Over the last several years, bank investment portfolio management has become increasingly more important – and considerably more challenging. Given the current environment, investment portfolios as a percentage of total assets, have grown. Good credits/loans have been far more elusive – an effect with roots that reach back to the financial crisis. In addition, the need to manage a portfolio with broader ALM objectives in mind is always essential.
Adding to this, regulatory capital requirements and dramatically increased regulatory scrutiny have led to more conservatism in bank portfolios – including increased attention to enterprise risk management. The result is that the returns generated from bank investment portfolios are more material to banks' non-interest income, and banks need to get more out of the investments not in "safe" instruments, such as Treasuries. Throw in the current low interest rate environment and a likely imminent rise in rates, and success becomes ever more difficult.
In addition to a quick overview of portfolio management, this program will provide an understanding and analysis of specific investment instruments and the current fixed income/debt capital markets, as well as recent developments in the industry, including regulatory changes. Last, but certainly not least, you will gain a wealth of ideas for optimizing your portfolio structure and returns (e.g., maximizing risk adjusted returns).

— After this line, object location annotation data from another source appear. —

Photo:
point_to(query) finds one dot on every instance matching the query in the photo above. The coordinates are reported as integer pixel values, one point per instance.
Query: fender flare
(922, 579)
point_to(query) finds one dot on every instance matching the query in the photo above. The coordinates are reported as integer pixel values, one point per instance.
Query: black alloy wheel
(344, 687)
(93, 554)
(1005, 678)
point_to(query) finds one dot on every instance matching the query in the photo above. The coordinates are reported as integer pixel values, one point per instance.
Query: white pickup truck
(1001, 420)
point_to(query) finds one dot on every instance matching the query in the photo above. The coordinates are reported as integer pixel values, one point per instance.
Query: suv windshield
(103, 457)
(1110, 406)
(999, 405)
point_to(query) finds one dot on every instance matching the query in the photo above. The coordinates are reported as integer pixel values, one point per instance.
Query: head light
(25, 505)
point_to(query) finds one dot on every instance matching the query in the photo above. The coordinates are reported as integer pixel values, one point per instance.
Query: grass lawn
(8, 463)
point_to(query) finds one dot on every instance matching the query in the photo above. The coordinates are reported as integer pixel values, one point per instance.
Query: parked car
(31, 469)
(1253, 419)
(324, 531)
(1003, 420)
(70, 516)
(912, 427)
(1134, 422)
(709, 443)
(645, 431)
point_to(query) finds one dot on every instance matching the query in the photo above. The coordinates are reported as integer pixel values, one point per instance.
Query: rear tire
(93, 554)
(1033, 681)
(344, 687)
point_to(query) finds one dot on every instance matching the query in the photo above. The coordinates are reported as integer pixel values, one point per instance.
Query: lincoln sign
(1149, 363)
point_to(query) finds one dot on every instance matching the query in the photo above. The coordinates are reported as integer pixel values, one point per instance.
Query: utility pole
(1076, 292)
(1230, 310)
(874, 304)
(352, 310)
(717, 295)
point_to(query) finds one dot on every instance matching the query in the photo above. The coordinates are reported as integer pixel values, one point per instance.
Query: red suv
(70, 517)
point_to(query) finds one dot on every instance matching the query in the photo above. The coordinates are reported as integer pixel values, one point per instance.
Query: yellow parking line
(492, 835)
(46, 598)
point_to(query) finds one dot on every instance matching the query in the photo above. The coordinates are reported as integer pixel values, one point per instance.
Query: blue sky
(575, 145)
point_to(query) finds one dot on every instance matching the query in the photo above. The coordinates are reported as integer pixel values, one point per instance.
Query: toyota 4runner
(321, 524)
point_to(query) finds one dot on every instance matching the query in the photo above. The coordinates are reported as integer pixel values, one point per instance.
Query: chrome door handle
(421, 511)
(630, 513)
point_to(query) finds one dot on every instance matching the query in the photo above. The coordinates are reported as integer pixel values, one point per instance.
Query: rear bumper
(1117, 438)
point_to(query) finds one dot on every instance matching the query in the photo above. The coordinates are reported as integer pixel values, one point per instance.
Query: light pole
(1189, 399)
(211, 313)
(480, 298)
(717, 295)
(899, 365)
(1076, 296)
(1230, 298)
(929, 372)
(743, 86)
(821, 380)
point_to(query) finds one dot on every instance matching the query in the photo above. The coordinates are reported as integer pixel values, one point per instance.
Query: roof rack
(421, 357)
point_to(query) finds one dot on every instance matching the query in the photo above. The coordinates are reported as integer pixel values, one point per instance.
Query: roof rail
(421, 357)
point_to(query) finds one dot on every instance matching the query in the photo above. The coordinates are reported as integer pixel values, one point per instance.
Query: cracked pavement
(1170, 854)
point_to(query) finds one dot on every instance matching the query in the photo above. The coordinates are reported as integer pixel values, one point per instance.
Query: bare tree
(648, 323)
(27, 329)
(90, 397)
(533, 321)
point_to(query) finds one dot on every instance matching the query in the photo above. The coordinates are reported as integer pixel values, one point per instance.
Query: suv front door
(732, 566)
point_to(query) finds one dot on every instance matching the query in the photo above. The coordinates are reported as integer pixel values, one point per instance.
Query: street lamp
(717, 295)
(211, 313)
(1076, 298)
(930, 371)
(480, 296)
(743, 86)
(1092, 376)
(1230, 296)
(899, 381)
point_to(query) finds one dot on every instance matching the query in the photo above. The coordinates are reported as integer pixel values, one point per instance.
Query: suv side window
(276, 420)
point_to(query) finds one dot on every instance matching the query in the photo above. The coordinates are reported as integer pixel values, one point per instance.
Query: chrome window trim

- Understand the influence the Treasury and swap curves have on fixed income markets
- Identify and understand the essential elements of bank investment portfolio management
- Learn how to quantify risk using duration and convexity metrics
- Connect the investment portfolio to IRR management
- Formulate/articulate an investment policy that meets your bank’s strategic goals and risk appetite
- Identify and learn from the common themes of high performing portfolios
- Understand how regulations and accounting standards impact investment portfolio management
- Gain a historical view of municipal credit to inform your understanding of its role in today’s market and your portfolio
- Review analytical tools commonly used on Bloomberg
- Review successful strategies and learn how they can be used to improve your portfolio's risk-adjusted returns
Please note: This program is specific to the banking sector, and extends beyond the overview provided in our Debt Capital Markets program, delving into the instruments banks and credit unions are more likely to (and/or should) invest in. Also, because the Debt Capital Markets program covers multiple industries, it does not tackle the ALM perspective, the impact of the regulatory environment, and other aspects that are particular to banking. These aspects will be integral to the Fundamentals of Investment Portfolio Management curriculum.
- Anyone who works in and around the management of a bank or credit union investment portfolio
- For community banks and credit unions, this may be the CEO, CFO or a Chief Investment Officer (CIO). The portfolio management function may also fall under the purview of Treasury
- Regulators with an interest in this topic are welcome
- Finally, the course is also open to junior level consultants who may advise banks/credit unions on investment/portfolio management.